OpenAI compatible embedding service#

This example shows how to create an embedding service that is compatible with the OpenAI API.

In this example, we use the embedding model from HuggingFace LeaderBoard.

Server#

EMB_MODEL=thenlper/gte-base python examples/embedding/server.py
# Copyright 2023 MOSEC Authors
#
# Licensed under the Apache License, Version 2.0 (the "License");
# you may not use this file except in compliance with the License.
# You may obtain a copy of the License at
#
#     http://www.apache.org/licenses/LICENSE-2.0
#
# Unless required by applicable law or agreed to in writing, software
# distributed under the License is distributed on an "AS IS" BASIS,
# WITHOUT WARRANTIES OR CONDITIONS OF ANY KIND, either express or implied.
# See the License for the specific language governing permissions and
# limitations under the License.

"""OpenAI compatible embedding server."""

import base64
import os
from typing import List, Union

import numpy as np
import torch  # type: ignore
import torch.nn.functional as F  # type: ignore
import transformers  # type: ignore
from llmspec import EmbeddingData, EmbeddingRequest, EmbeddingResponse, TokenUsage

from mosec import ClientError, Runtime, Server, Worker

DEFAULT_MODEL = "thenlper/gte-base"


class Embedding(Worker):
    def __init__(self):
        self.model_name = os.environ.get("EMB_MODEL", DEFAULT_MODEL)
        self.tokenizer = transformers.AutoTokenizer.from_pretrained(self.model_name)
        self.model = transformers.AutoModel.from_pretrained(self.model_name)
        self.device = (
            torch.cuda.current_device() if torch.cuda.is_available() else "cpu"
        )

        self.model = self.model.to(self.device)
        self.model.eval()

    def get_embedding_with_token_count(
        self, sentences: Union[str, List[Union[str, List[int]]]]
    ):
        # Mean Pooling - Take attention mask into account for correct averaging
        def mean_pooling(model_output, attention_mask):
            # First element of model_output contains all token embeddings
            token_embeddings = model_output[0]
            input_mask_expanded = (
                attention_mask.unsqueeze(-1).expand(token_embeddings.size()).float()
            )
            return torch.sum(token_embeddings * input_mask_expanded, 1) / torch.clamp(
                input_mask_expanded.sum(1), min=1e-9
            )

        # Tokenize sentences
        # TODO: support `List[List[int]]` input
        encoded_input = self.tokenizer(
            sentences, padding=True, truncation=True, return_tensors="pt"
        )
        inputs = encoded_input.to(self.device)
        token_count = inputs["attention_mask"].sum(dim=1).tolist()[0]
        # Compute token embeddings
        model_output = self.model(**inputs)
        # Perform pooling
        sentence_embeddings = mean_pooling(model_output, inputs["attention_mask"])
        # Normalize embeddings
        sentence_embeddings = F.normalize(sentence_embeddings, p=2, dim=1)

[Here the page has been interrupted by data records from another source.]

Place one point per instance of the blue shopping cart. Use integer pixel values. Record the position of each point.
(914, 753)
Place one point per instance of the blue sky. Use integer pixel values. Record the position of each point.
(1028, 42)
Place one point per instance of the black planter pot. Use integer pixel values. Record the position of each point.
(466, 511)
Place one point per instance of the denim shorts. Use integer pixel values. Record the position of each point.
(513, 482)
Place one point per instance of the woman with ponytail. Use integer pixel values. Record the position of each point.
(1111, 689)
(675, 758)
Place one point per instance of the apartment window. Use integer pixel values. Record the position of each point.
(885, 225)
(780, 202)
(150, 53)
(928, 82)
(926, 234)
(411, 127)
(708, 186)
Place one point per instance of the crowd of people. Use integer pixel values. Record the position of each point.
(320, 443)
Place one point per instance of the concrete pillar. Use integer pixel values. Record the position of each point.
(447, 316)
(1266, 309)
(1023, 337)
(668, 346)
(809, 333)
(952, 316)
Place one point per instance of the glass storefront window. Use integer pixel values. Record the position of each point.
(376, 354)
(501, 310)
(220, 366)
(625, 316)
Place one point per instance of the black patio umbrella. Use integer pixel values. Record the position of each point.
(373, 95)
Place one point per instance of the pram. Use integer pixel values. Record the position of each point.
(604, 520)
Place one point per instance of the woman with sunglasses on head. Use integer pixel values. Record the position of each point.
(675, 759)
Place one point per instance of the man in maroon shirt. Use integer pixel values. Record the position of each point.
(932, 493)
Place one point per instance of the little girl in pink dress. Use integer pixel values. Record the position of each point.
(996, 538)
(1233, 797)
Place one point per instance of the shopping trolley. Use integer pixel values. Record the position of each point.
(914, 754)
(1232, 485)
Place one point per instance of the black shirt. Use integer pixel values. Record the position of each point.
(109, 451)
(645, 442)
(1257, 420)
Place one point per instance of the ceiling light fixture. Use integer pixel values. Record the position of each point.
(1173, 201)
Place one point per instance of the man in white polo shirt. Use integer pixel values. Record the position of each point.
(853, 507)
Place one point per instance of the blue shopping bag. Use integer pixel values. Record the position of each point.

        return token_count, sentence_embeddings

    def deserialize(self, data: bytes) -> EmbeddingRequest:
        return EmbeddingRequest.from_bytes(data)

    def serialize(self, data: EmbeddingResponse) -> bytes:
        return data.to_json()

    def forward(self, data: EmbeddingRequest) -> EmbeddingResponse:
        if data.model != self.model_name:
            raise ClientError(
                f"the requested model {data.model} is not supported by "
                f"this worker {self.model_name}"
            )
        token_count, embeddings = self.get_embedding_with_token_count(data.input)
        embeddings = embeddings.detach()
        if self.device != "cpu":
            embeddings = embeddings.cpu()
        embeddings = embeddings.numpy()
        if data.encoding_format == "base64":
            embeddings = [
                base64.b64encode(emb.astype(np.float32).tobytes()).decode("utf-8")
                for emb in embeddings
            ]
        else:
            embeddings = [emb.tolist() for emb in embeddings]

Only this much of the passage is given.